With better strategies on prevention, screening, treatment, and creative financing for medications, the U.S. could eradicate hepatitis B and C as public health problems, preventing nearly 90,000 deaths by 2030, according to a report from the National Academies of Sciences, Engineering, and Medicine.
The report is titled “A National Strategy for the Elimination of Hepatitis B and C: Phase Two Report.”
“Viral hepatitis is simply not a sufficient priority in the United States,” Brian Strom, chair of the committee that carried out the study and chancellor and professor, Rutgers Biomedical and Sciences, Rutgers University in New Jersey, said in a news release.
“Despite being the seventh leading cause of death in the world — and killing more people every year than HIV, road traffic accidents, or diabetes — viral hepatitis accounts for less than 1 percent of the National Institutes of Health research budget,” Strom said.
Chronic hepatitis B affects approximately 1.3 million Americans, while around 2.7 million are living with chronic hepatitis C. Both infections increase the risk for liver cancer, which has seen an increase of 38 percent in the country between 2003 and 2012. The deaths caused by liver cancer increased 56 percent in the same period, primarily due to viral hepatitis. However, these deaths are preventable.
Fewer deaths from hepatitis
The hepatitis B vaccine can prevent infection, and advances in treatment can cure people of the disease. According to the new report, hepatitis B-related deaths could be cut in half by 2030, if 90 percent of the country’s patients with chronic hepatitis B are diagnosed and treated.
The experts estimated that in this way, over 60,000 deaths could be avoided, and the rates of cirrhosis and liver cancer from hepatitis B could be reduced by approximately 45 percent.

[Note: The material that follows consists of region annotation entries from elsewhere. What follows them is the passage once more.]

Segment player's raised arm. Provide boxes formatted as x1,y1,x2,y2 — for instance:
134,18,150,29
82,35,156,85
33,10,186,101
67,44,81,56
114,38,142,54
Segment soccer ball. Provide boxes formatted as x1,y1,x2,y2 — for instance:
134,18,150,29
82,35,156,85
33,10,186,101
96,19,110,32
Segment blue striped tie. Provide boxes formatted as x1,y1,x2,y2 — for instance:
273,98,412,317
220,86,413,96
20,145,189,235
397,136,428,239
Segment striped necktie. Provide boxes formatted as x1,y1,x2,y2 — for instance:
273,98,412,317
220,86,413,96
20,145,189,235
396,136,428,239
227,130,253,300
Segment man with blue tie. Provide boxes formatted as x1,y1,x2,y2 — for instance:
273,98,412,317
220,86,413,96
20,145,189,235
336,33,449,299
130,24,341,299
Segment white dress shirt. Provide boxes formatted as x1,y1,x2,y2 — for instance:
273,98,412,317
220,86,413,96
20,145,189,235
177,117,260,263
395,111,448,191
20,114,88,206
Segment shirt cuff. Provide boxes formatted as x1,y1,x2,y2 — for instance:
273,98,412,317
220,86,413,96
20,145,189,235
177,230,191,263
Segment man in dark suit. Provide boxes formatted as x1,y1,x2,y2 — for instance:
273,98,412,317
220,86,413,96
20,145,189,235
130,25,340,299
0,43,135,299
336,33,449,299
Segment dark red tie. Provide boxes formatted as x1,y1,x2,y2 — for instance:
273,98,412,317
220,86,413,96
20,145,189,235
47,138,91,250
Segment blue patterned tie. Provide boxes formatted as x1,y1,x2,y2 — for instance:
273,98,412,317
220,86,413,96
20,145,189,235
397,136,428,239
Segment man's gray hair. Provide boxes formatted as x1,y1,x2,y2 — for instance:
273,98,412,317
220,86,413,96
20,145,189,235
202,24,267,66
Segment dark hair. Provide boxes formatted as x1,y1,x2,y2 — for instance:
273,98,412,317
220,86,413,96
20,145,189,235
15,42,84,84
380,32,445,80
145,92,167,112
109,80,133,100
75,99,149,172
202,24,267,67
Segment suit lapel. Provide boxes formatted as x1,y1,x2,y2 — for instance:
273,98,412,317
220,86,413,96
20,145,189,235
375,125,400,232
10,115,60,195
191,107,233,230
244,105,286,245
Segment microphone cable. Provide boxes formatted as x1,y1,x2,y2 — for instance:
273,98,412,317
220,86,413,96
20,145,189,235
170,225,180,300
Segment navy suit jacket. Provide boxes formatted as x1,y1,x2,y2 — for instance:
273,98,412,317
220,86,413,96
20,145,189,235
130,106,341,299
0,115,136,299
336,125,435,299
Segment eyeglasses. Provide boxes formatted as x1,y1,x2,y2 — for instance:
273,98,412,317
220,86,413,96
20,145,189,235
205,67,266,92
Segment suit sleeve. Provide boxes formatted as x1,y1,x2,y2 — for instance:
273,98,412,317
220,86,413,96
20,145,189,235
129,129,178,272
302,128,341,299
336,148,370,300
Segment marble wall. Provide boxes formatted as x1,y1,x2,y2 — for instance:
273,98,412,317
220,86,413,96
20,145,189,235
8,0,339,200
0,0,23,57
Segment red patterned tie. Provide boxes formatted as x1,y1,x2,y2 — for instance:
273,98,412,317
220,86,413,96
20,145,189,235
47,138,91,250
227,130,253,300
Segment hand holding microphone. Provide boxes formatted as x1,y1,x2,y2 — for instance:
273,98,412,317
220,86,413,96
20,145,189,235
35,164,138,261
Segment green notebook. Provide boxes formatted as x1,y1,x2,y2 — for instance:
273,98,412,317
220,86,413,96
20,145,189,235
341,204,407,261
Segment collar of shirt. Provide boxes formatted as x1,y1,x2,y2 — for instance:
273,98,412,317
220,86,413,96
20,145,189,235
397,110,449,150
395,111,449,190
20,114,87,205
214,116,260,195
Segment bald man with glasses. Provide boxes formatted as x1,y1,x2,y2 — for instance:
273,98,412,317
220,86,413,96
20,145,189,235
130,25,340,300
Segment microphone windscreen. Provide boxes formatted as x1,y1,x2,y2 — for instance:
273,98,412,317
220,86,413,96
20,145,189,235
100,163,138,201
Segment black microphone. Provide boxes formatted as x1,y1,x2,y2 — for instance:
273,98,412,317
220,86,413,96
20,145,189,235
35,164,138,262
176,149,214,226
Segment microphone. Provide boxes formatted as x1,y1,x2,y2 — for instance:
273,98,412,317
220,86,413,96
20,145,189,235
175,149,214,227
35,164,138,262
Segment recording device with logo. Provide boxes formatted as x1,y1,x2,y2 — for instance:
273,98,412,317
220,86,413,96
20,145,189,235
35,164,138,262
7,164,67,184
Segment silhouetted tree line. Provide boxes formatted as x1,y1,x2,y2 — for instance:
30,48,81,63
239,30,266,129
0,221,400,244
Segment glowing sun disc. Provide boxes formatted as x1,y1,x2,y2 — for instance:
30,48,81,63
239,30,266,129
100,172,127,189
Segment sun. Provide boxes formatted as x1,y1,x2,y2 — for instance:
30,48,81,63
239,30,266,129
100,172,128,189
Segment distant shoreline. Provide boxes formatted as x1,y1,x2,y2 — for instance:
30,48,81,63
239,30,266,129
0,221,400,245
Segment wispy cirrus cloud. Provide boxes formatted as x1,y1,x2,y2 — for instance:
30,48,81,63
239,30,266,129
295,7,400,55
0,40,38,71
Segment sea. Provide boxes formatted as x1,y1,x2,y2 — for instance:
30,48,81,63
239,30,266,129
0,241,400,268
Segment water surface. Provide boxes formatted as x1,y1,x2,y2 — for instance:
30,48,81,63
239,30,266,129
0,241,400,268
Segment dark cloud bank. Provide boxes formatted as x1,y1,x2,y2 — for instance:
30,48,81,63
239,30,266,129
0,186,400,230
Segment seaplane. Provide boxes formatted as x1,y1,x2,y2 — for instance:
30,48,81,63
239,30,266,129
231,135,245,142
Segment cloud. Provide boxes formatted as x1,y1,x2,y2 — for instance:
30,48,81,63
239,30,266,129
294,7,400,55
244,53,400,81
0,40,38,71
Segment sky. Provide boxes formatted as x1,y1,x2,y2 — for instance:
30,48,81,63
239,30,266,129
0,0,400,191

At the same time, treating all people with chronic hepatitis C would lessen new infections by 90 percent by 2030, and decrease deaths from hepatitis C by 65 percent over the same period. The panel of experts believes that such actions would prevent 28,800 hepatitis C deaths by 2030.
Prevention is important
To eliminate hepatitis B and C as public health problems, prevention is key. Therefore, experts recommend that states should:
- Expand access to the adult hepatitis B vaccine, eliminating obstacles for free immunization in pharmacies and other accessible settings;
- Expand syringe exchange programs for people who inject drugs;
- Offer unrestricted treatment for everyone with hepatitis C.

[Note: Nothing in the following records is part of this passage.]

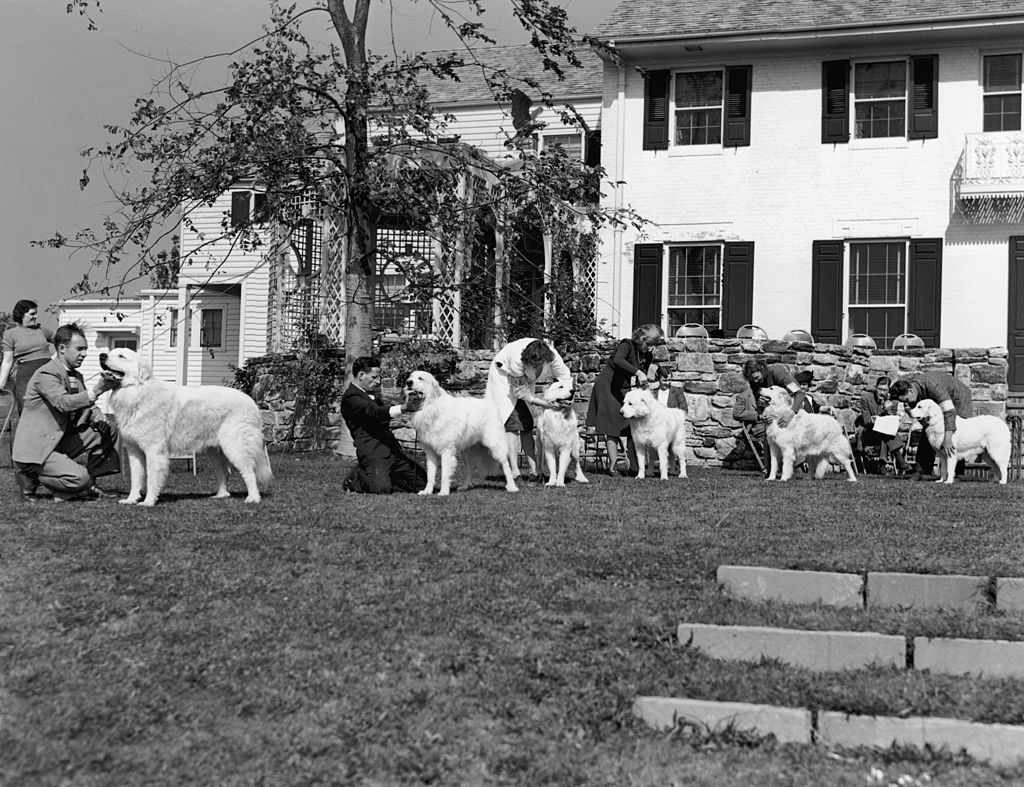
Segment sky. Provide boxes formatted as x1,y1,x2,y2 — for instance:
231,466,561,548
0,0,621,322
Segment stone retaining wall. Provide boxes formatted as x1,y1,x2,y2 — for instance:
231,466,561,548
250,339,1008,468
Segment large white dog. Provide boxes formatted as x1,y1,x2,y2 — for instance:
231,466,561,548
620,388,686,481
99,348,273,506
764,387,857,481
537,380,589,486
910,399,1011,484
406,371,519,494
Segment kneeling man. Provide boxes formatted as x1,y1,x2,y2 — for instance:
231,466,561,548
11,323,121,500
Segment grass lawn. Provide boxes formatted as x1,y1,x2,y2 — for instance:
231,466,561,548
6,455,1024,785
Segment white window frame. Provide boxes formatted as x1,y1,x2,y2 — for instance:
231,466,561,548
978,49,1024,133
850,56,911,140
537,128,587,161
196,306,227,350
669,65,727,155
662,241,725,336
843,237,910,348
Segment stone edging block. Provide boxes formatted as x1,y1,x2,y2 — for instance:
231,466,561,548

Currently there is no vaccine for hepatitis C, so prevention should be done by limiting exposure to the virus. People who inject drugs account for 75 percent of the approximately 30,500 new cases of hepatitis C annually in the U.S. Reach these people is necessary to end transmission of the disease. The committee suggests strategies combining both safer injection and treatment for the underlying addiction.
The U.S. Food and Drug Administration (FDA) has approved a few new antiviral medicines to treat hepatitis C in the last two years. These therapies can completely clear the virus from a patient’s body in as little as eight weeks with a single daily pill. However, these treatments are expensive.
Licensing agreement
In the new report, the experts recommended a voluntary licensing agreement between the federal government and a patent-holding pharmaceutical company as a way to make the drug more affordable for Medicaid beneficiaries and other underserved patient populations.
A licensing deal could cost taxpayers an estimated $2 billion, and the medications would then be used to treat about 700,000 neglected patients. But in comparison, under the status quo, it would cost about $10 billion over the next 12 years to treat only 240,000 of the same group of patients.
While unlimited access to hepatitis C treatment is necessary to eliminate the disease as a public health problem by 2030, there will be no direct-acting agents off patent before 2029. Delaying mass treatment until generic medicines are available would result in tens of thousands of deaths and billions of dollars in wasted medical costs.
People at risk for hepatitis B and C are often difficult to reach and are not always engaged in care services. To address this challenge, the committee recommended the U.S. Department of Health and Human Services should work with states to create a comprehensive system of care and support.
Experts also noted that the American Association for the Study of Liver Diseases and the Infectious Diseases Society of America should partner with primary care providers to develop the capacity to treat hepatitis B and C within primary care settings.